Em entrevista ao Estado, Severo evita criticar o TCU, mas afirma que a composição política impede "mais rigor" na punição das irregularidades apontadas pelo órgão.

Por que decidiu se candidatar?

Não foi um processo iniciado por mim. Foi um processo bastante democrático, em que todos os auditores do TCU puderam indicar nomes para concorrer. Eu estava de férias e não acompanhei o processo. Quando voltei, fiquei sabendo que meu nome era um dos concorrentes. No final do ano passado, o ministro Ubiratan manifestou a vontade de que sua vaga viesse a ser preenchida desta forma. A Auditar, com base em um anseio antigo da categoria, resolveu lançar esse processo que culminou com a escolha do meu nome.
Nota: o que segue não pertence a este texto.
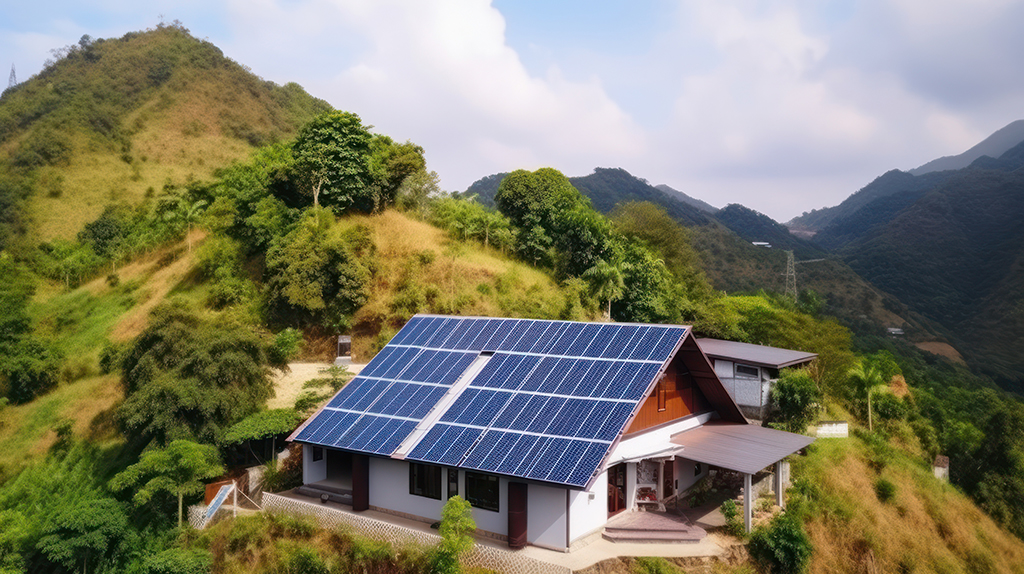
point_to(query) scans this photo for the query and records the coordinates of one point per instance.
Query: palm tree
(866, 378)
(606, 282)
O sr. julga ser o melhor representante da sociedade civil para o cargo?

Nós, auditores do TCU, percebemos a necessidade de um aperfeiçoamento no quadro de ministros, no sentido de torná-lo mais plural. Hoje, temos uma composição majoritariamente de ex-parlamentares. Considerando que as indicações cabem dois terços à Câmara e ao Senado e um terço ao presidente da República, via de regra ao menos seis ou sete ministros têm origem política. Nós entendemos que esta composição pode ser melhorada com a participação de representantes de outros setores da sociedade. O resultado que encontramos para democratizar o pleno do tribunal foi a indicação de alguém técnico, sem qualquer vínculo partidário. Tenho uma trajetória de trabalho sério, de coordenação e supervisão de equipes, que fizeram com que os colegas reconhecessem em mim um possível bom candidato.

A campanha para sua indicação inclui site e anúncios em emissoras de rádio. Quem financia o projeto?

A Auditar. Foi ela quem iniciou esse processo, mas temos recebido o apoio de várias entidades representativas da sociedade, como a OAB, o Instituto Ethos e o Movimento Ficha Limpa.

O sr. vê um excesso de politização no pleno do TCU?

O tribunal tem agido de forma técnica - até porque, diante de um parecer técnico bem fundamentado, não há como fugir. O que ocorre, por vezes, é um menor rigor, até por conta desta interpretação mais política.

Já conseguiu o apoio de algum partido para a indicação?

Esta é nossa luta atualmente. Estamos em busca de uma liderança que compreenda o momento que estamos vivendo e a importância do projeto e que indique nosso nome. Mas ainda não conseguimos.